Understand Address Resolution Protocol (ARP). Understanding the process of ARP spoofing. Understand ARP poisoning.

  Address Resolution Protocol (ARP) Address Resolution Protocol (ARP) is a network maintenance protocol of the TCP/IP protocol suite. It is responsible for the resolution of IP addresses to media access control (MAC) addresses of a network interface card (NIC). The ARP cache is used to maintain a correlation between a MAC address and its corresponding IP address. ARP provides the protocol rules for making this correlation and providing address conversion in both directions. ARP is limited to physical network systems that support broadcast packets.

The Address Resolution Protocol uses a simple message format that contains one address

resolution request or response. The size of the ARP message depends on the upper layer and lower layer address sizes, which are given by the type of networking protocol (usually IPv4) in use and the type of hardware or virtual link layer that the upper layer protocol is running on. The message header specifies these types, as well as the size of addresses of each. The message header is completed with the operation code for request (1) and reply (2). The payload of the packet consists of four addresses, the hardware and protocol address of the sender and receiver hosts.  Address Resolution Protocol (ARP) spoofing Address Resolution Protocol (ARP) spoofing is also known as ARP poisoning or ARP Poison Routing (APR). It is a technique used to attack an Ethernet wired or wireless network. ARP spoofing may permit an attacker to perform the following actions:

Sniff data frames on a local area network (LAN). Modify the traffic Stop the traffic altogether

The attack can only be used on networks that actually use ARP and do not use another method of address resolution. Sending fake ARP messages to an Ethernet LAN is the principle of ARP spoofing. Generally, the motive is to link the attacker's MAC address with the IP address of another node (such as the default gateway). Any traffic that is meant for that IP address will be mistakenly sent to the attacker instead. The attacker can forward the traffic to the actual default gateway (passive sniffing) or modify the data before forwarding it. ARP spoofing attacks can be run from a compromised host or from an attacker's machine that is connected directly to the target Ethernet segment. Arpspoof (part of the DSniff suite of tools), Cain and Abel, and Ettercap are the tools that can be used to carry out ARP poisoning attacks. DHCP Snooping Binding table and Dynamic ARP Inspection should be used to defend against ARP poisoning. WinArpAttacker, and Ufasoft Snif are also ARP poisoning tools. Ufasoft Snif is an automated ARP poisoning tool. It sniffs passwords and email messages on the network. It also works on Wi-Fi networks.  ARP spoofing attack ARP packets can be forged in order to send data to the attacker's machine. In ARP spoofing, a large number of forged ARP requests and reply packets are constructed to overload a switch. A target computer's ARP cache is flooded with forged entries by attackers. This is also referred to as poisoning. After the ARP table is flooded with spoofed ARP replies, a switch is set in forwarding mode and attackers can sniff all the network packets.

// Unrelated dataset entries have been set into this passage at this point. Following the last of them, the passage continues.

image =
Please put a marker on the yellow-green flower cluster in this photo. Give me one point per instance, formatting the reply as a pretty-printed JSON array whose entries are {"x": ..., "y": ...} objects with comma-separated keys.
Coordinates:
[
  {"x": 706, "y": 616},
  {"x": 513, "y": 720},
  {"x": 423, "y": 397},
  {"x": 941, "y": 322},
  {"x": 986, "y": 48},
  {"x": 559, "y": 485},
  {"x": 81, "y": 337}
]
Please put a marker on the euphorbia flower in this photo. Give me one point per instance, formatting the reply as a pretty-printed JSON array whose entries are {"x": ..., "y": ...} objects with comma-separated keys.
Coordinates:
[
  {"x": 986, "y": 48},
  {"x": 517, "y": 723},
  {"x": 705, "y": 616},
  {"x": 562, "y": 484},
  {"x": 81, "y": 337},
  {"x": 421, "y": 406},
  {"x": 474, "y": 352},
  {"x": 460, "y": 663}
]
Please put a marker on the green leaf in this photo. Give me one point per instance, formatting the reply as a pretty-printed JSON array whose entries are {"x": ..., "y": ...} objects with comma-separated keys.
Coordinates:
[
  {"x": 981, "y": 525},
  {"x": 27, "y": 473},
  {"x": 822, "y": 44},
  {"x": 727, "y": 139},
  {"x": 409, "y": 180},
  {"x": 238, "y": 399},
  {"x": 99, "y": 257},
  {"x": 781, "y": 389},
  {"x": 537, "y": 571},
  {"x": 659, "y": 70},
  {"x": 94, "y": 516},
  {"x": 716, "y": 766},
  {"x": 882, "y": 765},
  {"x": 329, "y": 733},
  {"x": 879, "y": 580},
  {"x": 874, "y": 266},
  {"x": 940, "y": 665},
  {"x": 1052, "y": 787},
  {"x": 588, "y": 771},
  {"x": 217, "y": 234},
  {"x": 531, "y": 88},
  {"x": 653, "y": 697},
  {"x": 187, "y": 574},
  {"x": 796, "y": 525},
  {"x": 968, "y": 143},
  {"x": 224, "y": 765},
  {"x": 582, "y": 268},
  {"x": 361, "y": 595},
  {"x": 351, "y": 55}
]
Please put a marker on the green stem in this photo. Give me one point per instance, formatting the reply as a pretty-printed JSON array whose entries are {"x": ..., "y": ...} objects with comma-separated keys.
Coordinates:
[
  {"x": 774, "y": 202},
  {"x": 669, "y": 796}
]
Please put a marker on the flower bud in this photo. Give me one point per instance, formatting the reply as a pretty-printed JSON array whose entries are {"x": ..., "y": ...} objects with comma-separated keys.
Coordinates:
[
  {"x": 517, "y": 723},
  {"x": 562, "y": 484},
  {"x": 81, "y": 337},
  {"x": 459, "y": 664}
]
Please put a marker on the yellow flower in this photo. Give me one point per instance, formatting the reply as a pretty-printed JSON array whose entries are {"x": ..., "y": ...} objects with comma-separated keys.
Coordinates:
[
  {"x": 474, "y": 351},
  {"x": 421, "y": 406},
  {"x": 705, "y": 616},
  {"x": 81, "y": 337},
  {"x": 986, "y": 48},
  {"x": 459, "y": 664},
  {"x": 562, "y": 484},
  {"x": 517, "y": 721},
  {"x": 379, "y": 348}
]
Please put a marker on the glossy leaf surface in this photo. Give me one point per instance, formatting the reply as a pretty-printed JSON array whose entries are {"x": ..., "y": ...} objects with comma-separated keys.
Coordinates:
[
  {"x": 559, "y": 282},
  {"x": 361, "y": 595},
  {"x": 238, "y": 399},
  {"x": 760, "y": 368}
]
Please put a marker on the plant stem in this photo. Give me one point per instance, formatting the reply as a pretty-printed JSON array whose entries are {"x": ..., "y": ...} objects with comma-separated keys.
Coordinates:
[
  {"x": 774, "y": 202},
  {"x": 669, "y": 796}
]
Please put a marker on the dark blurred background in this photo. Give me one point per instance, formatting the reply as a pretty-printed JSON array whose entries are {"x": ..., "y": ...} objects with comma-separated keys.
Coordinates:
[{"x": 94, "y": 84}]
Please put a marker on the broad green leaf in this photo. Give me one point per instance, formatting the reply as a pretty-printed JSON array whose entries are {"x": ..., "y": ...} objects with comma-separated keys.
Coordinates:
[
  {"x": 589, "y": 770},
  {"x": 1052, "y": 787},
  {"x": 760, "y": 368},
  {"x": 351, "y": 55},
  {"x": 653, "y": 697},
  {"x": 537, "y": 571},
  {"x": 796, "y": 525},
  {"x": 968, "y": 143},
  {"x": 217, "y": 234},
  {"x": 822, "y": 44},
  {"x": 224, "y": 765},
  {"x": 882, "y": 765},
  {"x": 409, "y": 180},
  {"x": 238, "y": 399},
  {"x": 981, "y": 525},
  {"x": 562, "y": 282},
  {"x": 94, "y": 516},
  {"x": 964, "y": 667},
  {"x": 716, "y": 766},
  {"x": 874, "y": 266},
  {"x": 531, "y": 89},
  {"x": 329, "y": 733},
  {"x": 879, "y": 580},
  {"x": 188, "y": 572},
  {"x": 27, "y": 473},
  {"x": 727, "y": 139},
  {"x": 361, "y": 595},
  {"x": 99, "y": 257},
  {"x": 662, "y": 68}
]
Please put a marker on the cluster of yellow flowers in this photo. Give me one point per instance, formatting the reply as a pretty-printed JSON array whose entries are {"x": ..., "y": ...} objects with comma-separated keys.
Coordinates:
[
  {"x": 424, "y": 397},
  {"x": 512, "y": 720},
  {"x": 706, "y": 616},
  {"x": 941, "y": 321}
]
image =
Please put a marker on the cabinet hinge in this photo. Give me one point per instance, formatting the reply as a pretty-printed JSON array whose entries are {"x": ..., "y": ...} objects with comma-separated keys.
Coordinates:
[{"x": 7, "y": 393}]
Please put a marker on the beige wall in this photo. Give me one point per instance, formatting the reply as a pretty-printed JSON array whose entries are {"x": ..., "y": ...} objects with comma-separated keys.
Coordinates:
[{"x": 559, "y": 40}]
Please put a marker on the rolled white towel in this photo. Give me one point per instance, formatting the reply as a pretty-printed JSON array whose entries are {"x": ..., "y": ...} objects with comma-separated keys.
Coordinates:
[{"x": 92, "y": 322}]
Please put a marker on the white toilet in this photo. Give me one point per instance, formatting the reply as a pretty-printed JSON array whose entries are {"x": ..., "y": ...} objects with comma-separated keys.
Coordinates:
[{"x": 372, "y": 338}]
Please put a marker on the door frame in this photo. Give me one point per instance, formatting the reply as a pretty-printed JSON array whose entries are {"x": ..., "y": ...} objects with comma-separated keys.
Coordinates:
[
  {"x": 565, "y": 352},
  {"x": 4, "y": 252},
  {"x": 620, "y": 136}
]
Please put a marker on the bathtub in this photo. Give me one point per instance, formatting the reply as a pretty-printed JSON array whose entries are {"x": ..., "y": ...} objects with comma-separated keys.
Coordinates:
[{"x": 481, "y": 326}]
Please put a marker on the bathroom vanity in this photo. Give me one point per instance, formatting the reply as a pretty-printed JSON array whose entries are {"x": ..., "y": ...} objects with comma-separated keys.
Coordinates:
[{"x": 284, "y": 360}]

An ARP request is broadcasted using user B's IP address and user A waits for user B to respond with a MAC address when user A starts a session with user B in the same Layer 2 broadcast domain. A malicious user eavesdrops on this unprotected Layer 2 broadcast domain. The malicious user can respond to broadcast the ARP request and use user B's MAC address to reply to user A.  Threats of ARP poisoning

An attacker can divert all communications between two machines by using fake ARP messages to exchange traffic through his/her computer. The following are threats of ARP poisoning:

Denial of Service (DoS) attack Data interception VoIP call tapping Stealing passwords Manipulating data

  ARP Watch ARP watch can be used to monitor the ARP cache of a machine to see if there is duplication for a system. If there is duplication or the system is in the promiscuous mode, arpwatch can trigger alarms and lead to detection of sniffers.  8.3 Understand MAC duplicating Exam Focus: Understand MAC duplicating. Objective includes:

MAC duplicating attack VLAN hoping attack

  MAC duplicating attack In a MAC duplicating attack, the attacker confuses the switch and the switch begins to think that two ports have the same MAC address. To perform a MAC duplicating attack, the attacker changes the MAC address on the sniffer to one that is the same in another system on the local subnet. This differs from ARP spoofing because, in ARP spoofing, the attacker confuses the host by poisoning its ARP cache. SMAC is a MAC spoofing tool. DHCP Snooping Binding table, Dynamic ARP Inspection, and IP Source Guard are used to defend against MAC spoofing.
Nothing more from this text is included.